Least Squares Conformal Maps for Automatic Texture Atlas Generation, Bruno Levy, Sylvain Petitjean, Nicolas Ray, Jerome Maillot, Siggraph 2002. A technique for producing a conformal mapping of a set of polygons. No guarantees about folding. Very similar to Desbrun's technique for conformal mapping, but more expensive to compute. Contains methods to split up the mesh into sections and arrange them in the texture space.

- Segmentation: Splitting up the mesh.
- Mark the high-curvature features/edges.
- Seed with a small number of charts.
- Grown the charts until they bump into features.
- Merge charts that are small.
- Grow charts in parallel, always restarting at centroid.

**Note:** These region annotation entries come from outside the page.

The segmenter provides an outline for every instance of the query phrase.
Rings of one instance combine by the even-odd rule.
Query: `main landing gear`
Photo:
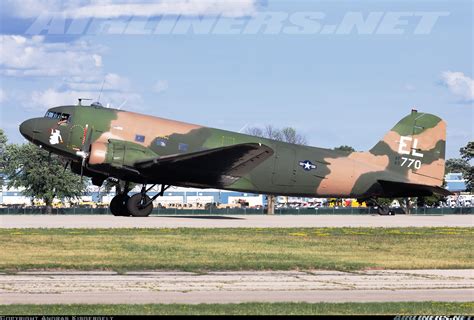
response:
[[[377,213],[381,216],[394,216],[395,210],[390,208],[389,206],[379,204],[376,198],[370,198],[365,201],[369,207],[372,207],[377,210]]]
[[[133,216],[133,217],[148,217],[153,211],[153,201],[163,196],[164,192],[171,186],[161,185],[161,190],[153,197],[149,197],[147,192],[150,191],[156,184],[150,188],[146,188],[144,184],[140,193],[128,196],[130,191],[128,182],[125,183],[124,188],[119,188],[118,194],[113,197],[110,202],[110,211],[114,216]],[[122,191],[123,190],[123,191]]]

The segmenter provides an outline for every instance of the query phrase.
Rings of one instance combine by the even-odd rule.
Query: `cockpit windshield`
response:
[[[69,113],[47,111],[44,117],[50,118],[50,119],[57,119],[58,121],[64,122],[64,123],[71,121],[71,115]]]

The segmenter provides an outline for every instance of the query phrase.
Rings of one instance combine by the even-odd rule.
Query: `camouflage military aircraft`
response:
[[[426,196],[443,189],[446,123],[413,110],[367,152],[295,145],[133,112],[59,106],[20,125],[31,142],[102,185],[121,183],[114,215],[148,216],[170,186],[308,197]],[[143,184],[128,196],[129,182]],[[147,185],[160,184],[150,198]],[[381,207],[381,213],[387,208]]]

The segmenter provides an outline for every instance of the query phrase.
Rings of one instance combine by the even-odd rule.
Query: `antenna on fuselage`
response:
[[[92,100],[92,99],[89,99],[89,98],[77,98],[77,100],[79,100],[79,103],[77,104],[78,106],[82,106],[82,101],[83,100]]]
[[[122,107],[127,103],[127,99],[125,99],[119,106],[118,106],[118,110],[122,109]]]
[[[102,81],[102,86],[100,87],[100,92],[99,92],[99,97],[97,98],[97,102],[100,102],[100,96],[102,95],[102,90],[104,90],[104,83],[105,83],[105,78]]]

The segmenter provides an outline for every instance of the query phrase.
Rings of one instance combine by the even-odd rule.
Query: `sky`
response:
[[[368,150],[412,108],[474,136],[472,1],[0,2],[0,119],[77,98],[232,130],[292,126]],[[102,88],[102,91],[101,91]]]

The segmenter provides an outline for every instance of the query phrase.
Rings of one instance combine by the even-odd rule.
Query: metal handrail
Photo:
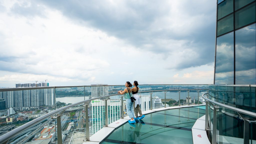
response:
[[[225,105],[225,104],[221,104],[215,101],[212,100],[208,98],[207,98],[204,96],[204,95],[206,95],[207,94],[208,94],[208,92],[206,92],[204,94],[202,95],[202,97],[204,99],[205,99],[206,100],[207,100],[208,101],[210,102],[211,102],[213,104],[214,104],[218,106],[221,106],[222,107],[224,107],[228,109],[231,109],[239,112],[240,112],[242,114],[244,114],[248,116],[251,116],[254,117],[256,117],[256,113],[254,112],[253,112],[249,111],[248,111],[247,110],[244,110],[243,109],[240,109],[240,108],[236,108],[235,107],[233,107],[231,106],[228,106],[227,105]]]
[[[141,86],[160,86],[160,85],[179,85],[179,86],[186,86],[188,85],[209,85],[208,84],[200,84],[198,85],[141,85]],[[54,87],[25,87],[22,88],[0,88],[0,92],[1,91],[15,91],[16,90],[30,90],[31,89],[47,89],[50,88],[69,88],[71,87],[95,87],[99,86],[123,86],[124,87],[124,86],[123,85],[93,85],[93,86],[54,86]]]
[[[49,87],[36,87],[36,88],[33,87],[33,88],[30,88],[29,89],[31,89],[31,88],[39,88],[38,89],[41,89],[41,88],[42,87],[43,87],[44,88],[48,88]],[[158,91],[181,91],[181,90],[205,90],[208,89],[172,89],[172,90],[148,90],[148,91],[139,91],[138,92],[139,92],[141,93],[144,93],[144,92],[156,92]],[[116,96],[120,95],[120,94],[113,94],[112,95],[108,95],[108,96],[102,96],[102,97],[97,97],[95,98],[94,98],[90,99],[87,99],[85,100],[83,100],[80,101],[79,102],[78,102],[76,103],[73,104],[71,104],[70,105],[68,106],[67,106],[65,107],[60,108],[59,109],[57,109],[56,110],[54,110],[50,112],[47,114],[43,115],[35,119],[34,119],[27,123],[26,123],[22,126],[20,126],[16,128],[13,130],[10,131],[9,132],[6,133],[5,134],[2,136],[0,136],[0,143],[5,143],[6,142],[7,142],[9,139],[12,138],[14,136],[16,135],[19,133],[20,132],[22,131],[23,130],[26,129],[27,129],[33,126],[34,125],[35,125],[38,122],[40,122],[41,121],[45,120],[45,119],[47,118],[48,118],[50,117],[51,116],[53,115],[54,115],[59,113],[69,108],[71,108],[73,106],[76,106],[78,105],[81,104],[84,104],[85,103],[89,102],[95,99],[99,99],[102,98],[104,98],[108,97],[110,97]]]

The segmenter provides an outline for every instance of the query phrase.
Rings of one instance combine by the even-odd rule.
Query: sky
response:
[[[0,87],[212,84],[215,1],[0,0]]]

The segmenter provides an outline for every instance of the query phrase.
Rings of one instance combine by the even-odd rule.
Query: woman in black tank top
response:
[[[138,85],[137,81],[136,80],[134,81],[133,83],[133,85],[135,87],[132,89],[132,92],[133,95],[133,97],[136,99],[134,103],[134,114],[135,114],[135,118],[134,119],[136,120],[141,119],[145,116],[142,115],[142,113],[141,112],[141,108],[140,106],[141,104],[141,100],[140,96],[138,95],[138,91],[139,91],[139,89],[140,89],[139,87],[138,87]],[[138,113],[140,115],[140,118],[138,117]]]

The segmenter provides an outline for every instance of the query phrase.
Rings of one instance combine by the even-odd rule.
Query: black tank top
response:
[[[134,94],[138,93],[138,87],[135,87],[136,88],[137,88],[137,91],[132,91],[132,93],[133,94]]]

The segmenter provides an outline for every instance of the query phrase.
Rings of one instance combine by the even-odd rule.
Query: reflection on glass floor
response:
[[[127,122],[122,126],[101,143],[192,144],[191,129],[205,114],[205,106],[200,107],[147,115],[135,124]]]

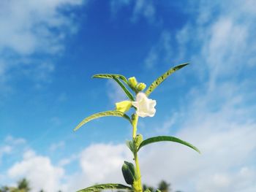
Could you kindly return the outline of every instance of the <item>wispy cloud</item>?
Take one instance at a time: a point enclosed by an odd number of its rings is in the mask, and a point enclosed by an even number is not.
[[[47,80],[54,70],[48,55],[61,53],[67,36],[78,28],[74,14],[63,10],[80,6],[82,0],[1,1],[0,3],[0,83],[11,71],[36,74]],[[37,55],[37,58],[34,57]],[[38,57],[39,55],[39,57]],[[20,70],[22,66],[22,70]],[[23,74],[22,74],[23,73]],[[16,74],[17,76],[17,74]],[[32,77],[33,78],[33,77]]]
[[[33,150],[25,152],[23,160],[16,162],[8,170],[10,178],[17,180],[26,177],[30,181],[32,191],[61,190],[61,179],[64,174],[64,170],[53,165],[48,157],[37,155]]]
[[[124,7],[132,7],[130,13],[131,22],[136,23],[140,18],[145,18],[148,22],[152,23],[156,20],[156,9],[153,1],[145,0],[112,0],[110,1],[110,10],[113,16]]]
[[[152,45],[148,55],[145,58],[145,66],[148,69],[154,69],[157,66],[172,61],[173,54],[170,32],[162,32],[158,42]]]

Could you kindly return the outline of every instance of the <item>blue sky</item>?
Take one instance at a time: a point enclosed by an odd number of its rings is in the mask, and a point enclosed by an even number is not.
[[[175,144],[148,147],[140,157],[143,181],[165,179],[184,191],[255,191],[255,4],[1,1],[0,185],[23,177],[33,192],[124,183],[129,124],[106,118],[72,131],[125,99],[113,82],[91,76],[122,74],[149,85],[189,62],[151,95],[157,113],[140,118],[138,131],[179,137],[202,155]]]

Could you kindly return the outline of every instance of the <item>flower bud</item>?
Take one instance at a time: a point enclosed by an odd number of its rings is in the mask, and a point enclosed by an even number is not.
[[[136,88],[136,85],[138,84],[137,80],[135,78],[135,77],[129,77],[128,79],[128,83],[129,85],[132,88]]]
[[[138,134],[135,138],[135,146],[138,147],[140,143],[143,141],[143,137],[141,134]]]
[[[123,101],[116,103],[116,110],[126,112],[131,108],[132,102],[130,101]]]
[[[140,82],[136,85],[136,89],[138,92],[143,91],[146,88],[146,85],[143,82]]]

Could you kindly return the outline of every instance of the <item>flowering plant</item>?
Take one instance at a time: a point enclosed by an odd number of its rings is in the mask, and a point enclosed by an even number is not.
[[[141,147],[149,144],[158,142],[174,142],[184,145],[200,153],[199,150],[192,145],[174,137],[157,136],[143,139],[141,134],[137,134],[137,124],[138,118],[153,117],[156,112],[156,109],[154,107],[157,104],[157,101],[148,99],[148,97],[149,95],[170,74],[188,64],[189,64],[186,63],[170,68],[165,74],[154,81],[145,92],[142,91],[146,88],[146,84],[143,82],[138,82],[135,77],[129,78],[128,80],[124,76],[116,74],[98,74],[92,77],[93,78],[114,80],[123,89],[129,100],[116,103],[115,110],[98,112],[83,119],[75,128],[74,131],[78,130],[86,123],[102,117],[116,116],[125,118],[132,126],[132,139],[127,141],[127,145],[133,154],[133,159],[135,161],[135,166],[134,166],[132,163],[124,161],[121,167],[124,180],[127,184],[130,185],[130,186],[115,183],[100,184],[80,190],[78,192],[94,192],[105,189],[118,189],[135,192],[142,192],[143,188],[141,184],[141,176],[138,153]],[[129,90],[135,92],[135,99]],[[131,117],[129,117],[125,112],[129,111],[131,107],[134,107],[135,109],[135,112],[133,113]],[[146,189],[145,191],[148,192],[150,190]]]

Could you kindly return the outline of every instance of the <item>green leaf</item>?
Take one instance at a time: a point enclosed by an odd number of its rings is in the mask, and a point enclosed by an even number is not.
[[[170,136],[158,136],[154,137],[148,138],[140,143],[139,147],[138,148],[138,150],[139,150],[142,147],[147,145],[151,143],[154,142],[178,142],[180,144],[184,145],[190,148],[192,148],[193,150],[197,151],[199,153],[200,153],[200,150],[195,147],[194,145],[191,145],[190,143],[183,141],[178,138],[174,137],[170,137]]]
[[[167,77],[168,77],[170,74],[174,73],[176,71],[178,71],[178,69],[181,69],[182,67],[188,65],[188,63],[183,64],[181,65],[178,65],[176,66],[174,66],[173,68],[170,68],[168,71],[167,71],[165,73],[164,73],[162,75],[159,77],[154,82],[150,85],[146,91],[145,93],[147,96],[148,96],[151,92],[157,87],[159,86]]]
[[[120,111],[105,111],[105,112],[101,112],[98,113],[95,113],[85,119],[83,119],[75,128],[74,131],[78,130],[79,128],[83,126],[84,124],[87,123],[88,122],[96,119],[102,117],[106,117],[106,116],[116,116],[116,117],[121,117],[124,118],[129,120],[129,122],[132,125],[131,119],[129,118],[127,115],[125,113],[120,112]]]
[[[118,190],[128,190],[132,191],[132,188],[126,186],[121,184],[115,184],[115,183],[108,183],[108,184],[100,184],[95,185],[87,188],[79,190],[77,192],[94,192],[94,191],[100,191],[102,190],[106,189],[118,189]]]
[[[127,147],[129,148],[129,150],[134,153],[135,152],[135,148],[134,148],[134,144],[133,144],[133,142],[132,141],[127,141],[126,142],[126,144],[127,145]]]
[[[126,84],[128,85],[128,81],[127,78],[124,75],[118,74],[97,74],[92,76],[92,78],[104,78],[104,79],[120,78]]]
[[[128,96],[128,98],[129,99],[131,99],[132,101],[135,101],[135,99],[132,96],[132,94],[131,93],[131,92],[129,91],[129,90],[124,86],[124,85],[118,79],[114,77],[113,78],[115,81],[116,81],[117,83],[118,83],[118,85],[120,85],[120,87],[123,89],[123,91],[124,91],[124,93],[127,94],[127,96]]]
[[[135,101],[135,99],[132,96],[132,94],[129,91],[129,90],[124,86],[124,85],[119,80],[122,80],[127,85],[128,85],[128,81],[127,78],[121,74],[97,74],[92,76],[93,78],[105,78],[105,79],[113,79],[123,89],[124,93],[127,94],[128,98],[131,99],[132,101]]]

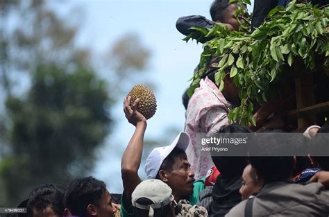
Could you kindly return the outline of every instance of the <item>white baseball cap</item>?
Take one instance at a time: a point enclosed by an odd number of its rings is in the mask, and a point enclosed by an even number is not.
[[[133,207],[149,210],[149,216],[153,216],[155,209],[163,208],[174,200],[171,189],[164,182],[158,180],[146,180],[140,182],[131,194],[131,204]],[[153,202],[150,205],[144,205],[137,201],[146,198]]]
[[[154,148],[149,155],[145,164],[145,173],[148,179],[155,179],[164,159],[175,147],[185,150],[189,143],[189,135],[181,132],[170,146]]]

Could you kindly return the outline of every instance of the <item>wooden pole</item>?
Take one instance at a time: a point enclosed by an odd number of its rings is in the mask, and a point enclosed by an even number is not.
[[[306,73],[295,79],[296,106],[298,110],[314,105],[313,75]],[[315,123],[315,116],[312,114],[298,117],[298,130],[303,132],[310,125]]]

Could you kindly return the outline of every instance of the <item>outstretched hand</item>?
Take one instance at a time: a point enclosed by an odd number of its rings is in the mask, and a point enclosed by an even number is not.
[[[124,101],[124,111],[128,121],[135,126],[138,123],[146,123],[146,119],[137,110],[138,103],[140,101],[140,98],[137,98],[131,107],[130,100],[131,96],[128,96],[125,97]]]

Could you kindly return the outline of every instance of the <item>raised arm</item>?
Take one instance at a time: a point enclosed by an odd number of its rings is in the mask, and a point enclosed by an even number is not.
[[[129,144],[122,155],[121,172],[124,192],[127,201],[131,201],[131,193],[142,180],[138,176],[143,152],[144,134],[146,128],[146,119],[137,111],[140,99],[137,99],[132,107],[130,106],[130,96],[126,97],[124,111],[128,121],[136,127]]]

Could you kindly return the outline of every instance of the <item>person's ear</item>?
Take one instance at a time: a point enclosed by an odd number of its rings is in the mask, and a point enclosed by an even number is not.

- Parameterization: Flattening the mesh.
- Minimizes angle deformations and non-uniform scalings.
- Linear solver, therefore no local minimum.
- No need to fix the boundary.
- No flipping, but may overlap.
- Conformality: Put the local coordinate frame so that (x,y) is in
the plane of the triangle, z is up. Now the map from the triangle to
the plane just depends on x and y. Express the map U from the triangle
to the plane in complex/polar coordinates (x + iy). The constraint (on
that triangle) for conformality is just dU/dx + i dU/dy = 0.
Equations to convert this to a standard matrix solution.

- Packing: Arranging the texture pieces
- Orient the pieces vertically.
- Keep a curvy "horizon line".
- Snug the next texture piece up to the horizon line.